エージェントの代わりに”聞く”=音声認識

 音声認識は、スマホの「Siri」や「Ok Google」で、もうお馴染みでしょう。ディープラーニング(深層学習)の進化に伴い、音声認識技術の精度が飛躍的に向上しています。SiriやOk Googleは、バックボーンではクラウド上のAIシステムと連携し音声を認識しています。この仕組みは、あまり知られていないようで、ネットワーク接続がないとSiriやOk Googleは使えません。「あれ?Siri、使えない」というのは、このためです。

 音声認識のポイントは、音声入力をした内容をAIで認識し、それをテキスト化した後に、そのテキストを色々と活用する点です。

 全く関係ありませんが、この原稿も構成をマインドマップで作成した後、セミナーでしゃべるが如く筆者が読み上げた内容を「Googleドキュメント」の音声入力で音声認識させてテキスト化。その後に文章を推敲する方法で書いています。
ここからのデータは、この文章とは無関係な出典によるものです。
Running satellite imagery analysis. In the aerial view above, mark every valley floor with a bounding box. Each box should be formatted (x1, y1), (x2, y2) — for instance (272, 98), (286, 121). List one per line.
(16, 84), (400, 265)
 音声認識のコンタクトセンターでの活用方法は、テキスト化したものの音声分析(Speech analysis)です。「分析」とついていますが、応用全般を「音声分析」と表しています。

 テキスト化は、音声認識の最終工程を示すだけですが、テキストにすることでコンタクトセンター運営には、検索しやすいなど様々なメリットを提供できます。コンタクトセンターに電話をすると、「品質向上のため通話履歴を録音します」といったメッセージが流れることがありますが、進んでいるコンタクトセンターでは、録音したデータを音声認識でテキスト化しています。顧客とエージェントを区別するための話者認識も実施します。

 音声分析は、リアルタイムとヒストリカル、両方の方法があります。リアルタイムでは、顧客とエージェントのやり取りをリアルタイムで表示し、コンプライアンスのチェックとして使用できます。以下をエージェント自身、あるいはスーパーバイザー(管理者)がPC画面上でチェックできます。
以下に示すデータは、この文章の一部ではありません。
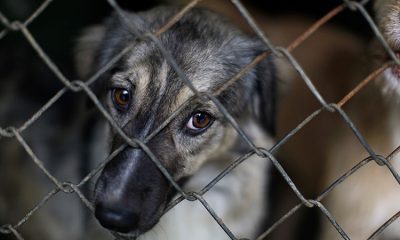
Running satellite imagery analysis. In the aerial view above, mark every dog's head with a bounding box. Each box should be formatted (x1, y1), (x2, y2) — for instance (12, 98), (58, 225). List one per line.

・使ってはならない禁止キーワードを発していないか(例:「必ず効果があります」など)
・説明義務がある事柄をちゃんと説明したか(例:「副作用が出るおそれがあります」など)

 面白い使い方としては、顧客の感情を表す言葉(「怒ってます」等)が頻発するなどもチェックできます。これらの事象が発生した場合、エージェントの画面にアラートを表示するとともに スーパーバイザーに通知するといった使い方もできます。少々厄介な顧客と対峙している場合、スーパーバイザーが顧客とエージェントのやり取りを素早く流し読みで把握するといった使い方も可能です。

 ヒストリカルな使い方では、テキスト化したデータはそれだけで履歴としての価値があります。履歴の中に頻発するキーワードを抽出すれば、ブームを探れます。Web検索における上位キーワードの音声版といったところです。

エージェントの代わりに”聞いて、回答する”=AIセルフサービス

 AIセルフサービスは、筆者の造語です。旧来のセフルサービスと区別するために本コラム上で使用しま。旧来のセルフサービスの発展系になります。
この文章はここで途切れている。